Definir feminismo não é tarefa fácil diante de várias comunidades ditas feministas na sociedade brasileira.

O feminismo é um movimento, uma ideia, uma potência de vontade das mulheres. Posso dizer que, em síntese, o feminismo é um movimento contra as opressões, históricas, à mulher. Essa opressão se resume em delimitar a vontade de potência da mulher, ou limitar, direcionar, proibir a autonomia da vontade feminina. Desmembra-se o feminismo na busca de vários direitos, os civis, os políticos, os econômicos, os reprodutivos, os sexuais e os culturais.

Os primeiros movimentos feministas surgiram para superar as formas de organizações tradicionais consideradas delineadoras da autopossessão e da autodeliberação às mulheres. O termo machismo, então, possui essência definidora de opressão à autonomia da vontade da mulher. Essa opressão tem origens, nas crenças religiosas, na política, nas normas jurídicas, no modus operandis cultural — advém disto que toda opressão à mulher é cultural, como, por exemplo, o estupro: a cultura do estupro.

De certa maneira, o feminismo tem como propósitos o repensar e recriar a identidade do sexo feminino frente às construções, por meio de crenças religiosas, científicas e filosóficas, de que há uma hierarquização qualitativa entre homens e mulheres; sendo os modelos hierarquizadores definidores dos limites da autopossessão e da autodeliberação da mulher.

Ou melhor, os modelos hierarquizadores retiram/limitam da mulher a própria existência dela mesma, como se o sexo feminino não tivesse capacidade natural, a razão, de determinar à própria existência. Logo, os modelos hierarquizadores — para as feministas, os modelos são construções ideológicas do sexo masculino e não do sexo feminino — são opressões.

Há diferenças fisiológicas e anatômicas entre os sexos masculino e feminino, contudo, tais diferenças não se traduzem em dominações, relações de poderes.

 Na CRFB de 1988, é possível encontrar norma sobre esta questão:

Art. 5º Todos são iguais perante a lei, sem distinção de qualquer natureza, garantindo-se aos brasileiros e aos estrangeiros residentes no País a inviolabilidade do direito à vida, à liberdade, à igualdade, à segurança e à propriedade, nos termos seguintes:

I - homens e mulheres são iguais em direitos e obrigações, nos termos desta Constituição.

Se homens e mulheres são iguais em direitos e obrigações, por que há certos privilégios às mulheres, como licença maternidade? Existe licença paternidade, fato. E por que os dias na licença maternidade não são iguais para os homens na licença paternidade? 
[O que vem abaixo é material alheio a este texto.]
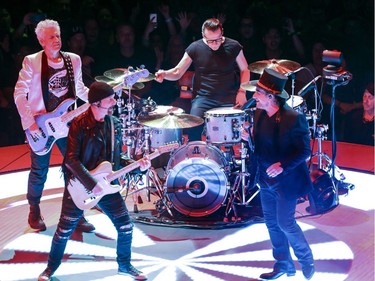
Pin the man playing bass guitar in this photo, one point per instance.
(48, 79)
(95, 138)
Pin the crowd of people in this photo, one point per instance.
(120, 34)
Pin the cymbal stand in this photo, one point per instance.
(326, 165)
(239, 188)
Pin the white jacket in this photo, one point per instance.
(28, 94)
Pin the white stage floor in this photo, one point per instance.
(342, 241)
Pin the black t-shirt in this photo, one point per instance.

Tratar igualmente os iguais e desigualmente os desiguais, na exata medida de suas desigualdades é o princípio da igualdade. É a mulher que amamenta, muitíssimo importante o ato para o desenvolvimento saudável do nascituro, não o homem. O ato de amamentar naturalmente é muitíssimo superior do que o amamentar por métodos artificiais, como o uso de mamadeira, seios artificiais, que podem ser usados pelos homens.

A aproximação do bebê com o corpo da mãe traz conforto e segurança ao bebê; à mãe, uma ligação emocional muito maior. A produção de leite materno, pelo sugar do bebê, aumenta a produção do leite materno. Leite materno, fresco, possui todos os nutrientes necessários para o desenvolvimento do bebê. Somente em caso de dificuldade de produção de leite materno é que se usa, por exemplo, o banco de leite materno.

Vamos imaginar que não fora inventado o absorvente feminino. A mulher menstrua, que é o deslocamento da placenta; e menstruar é sangrar. Não existindo absorvente íntimo, poderia existir licença menstruação? Homem não menstrua, não suja de sangue os estofamentos dos assentos, os pisos.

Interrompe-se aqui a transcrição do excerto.